I had a tweet quoted in a national newspaper! It was a tweet written whilst angry. It was polite enough, but very much to the point. But the paper only quoted the second half of a two-part thread. The first gave the second context.
Those who follow me and know me well will know that many of my tweets are written with a distinct purpose: to give others who are struggling a chance to lift a virtual hand and say "yes, me too!" And a brief moment of knowing you are not alone.
Part of my ministry is being an advocate for those who struggle to access church in its various forms. I too am disabled and clinically vulnerable and therefore understand many of the issues currently faced.
But, we all know tweets can only convey so much, and not the history behind them. The twittersphere can be absolutely lovely, and many responses were so kind, not realising that I do actually belong to a lovely church.
Just because I struggle with their decision to ditch masks (before the Plan B changes) doesn't mean I don't love them. In our own families we don't agree with everyone, but we still love them. They're family. But I was blessed to see the beautiful side of Twitter in action.
Those who also tweeted with the fact their church have never stopped wearing masks has given many others the possibility of a safe haven. For this I am also thankful.
My tweets were in response to the not so kind and caring side of Twitter - and specifically 'Christian Leader' Twitter, which appeared to go into total meltdown at the suggestion that we needed to wear masks in church again.
There were so many unhelpful comments such as the one that people "blindly" following these rules are following Caesar and not God.
Yet again, our devotion to God was being measured by whether or not a person attends church in a building, whether they continued singing or not wearing a mask all through last year because 'it wasn't law - just guidance', and whether they had the faith to trust God with their health.
And yes, I do know churches that flouted the 'guidance' all the way through the pandemic.
The same people who took down livestreams to get bums on seats were now saying no to wearing masks or rejoicing that they could take them off to sing.
Therefore disabled, clinically vulnerable and chronically ill friends were once again being marginalised within their church family.
Some others said that because the more vulnerable people were watching online, singing without a mask didn't matter. But, did you know that many people with chronic illness and disabilities live in extreme poverty, and many of them cannot afford wifi or phone data? And many don't have a device that can connect to the livestreams.
These people need to be 'safe' in the building. Add to that the fact that pastoral care of those unable to attend should go way, way beyond just watching something that often feels very remote.

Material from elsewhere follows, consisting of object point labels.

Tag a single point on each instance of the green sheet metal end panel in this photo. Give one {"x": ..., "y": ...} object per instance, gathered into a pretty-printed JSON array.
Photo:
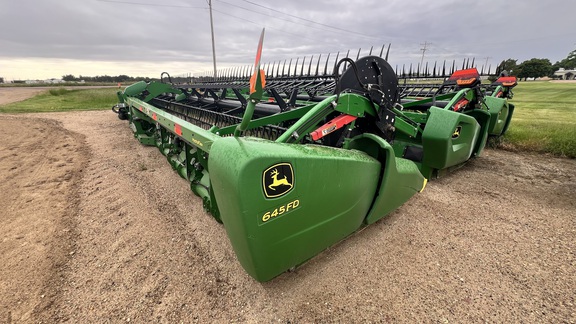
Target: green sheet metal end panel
[
  {"x": 400, "y": 178},
  {"x": 281, "y": 204},
  {"x": 449, "y": 138},
  {"x": 499, "y": 115}
]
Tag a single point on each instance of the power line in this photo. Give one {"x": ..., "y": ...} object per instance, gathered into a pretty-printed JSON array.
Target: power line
[
  {"x": 299, "y": 24},
  {"x": 308, "y": 20},
  {"x": 423, "y": 49},
  {"x": 212, "y": 30},
  {"x": 260, "y": 24},
  {"x": 150, "y": 4}
]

I do a lot of advising on access issues to organisations and conferences. When I find worship leaders regularly won't get a song list out in time for us to produce them in large print and Braille - ready for the sung worship - I often have a gentle word to explain something: if your worship excludes people then it isn't worship at all.
I think this is one of those occasions. If we are excluding people from our worship because of our personal preferences, is it really worship at all?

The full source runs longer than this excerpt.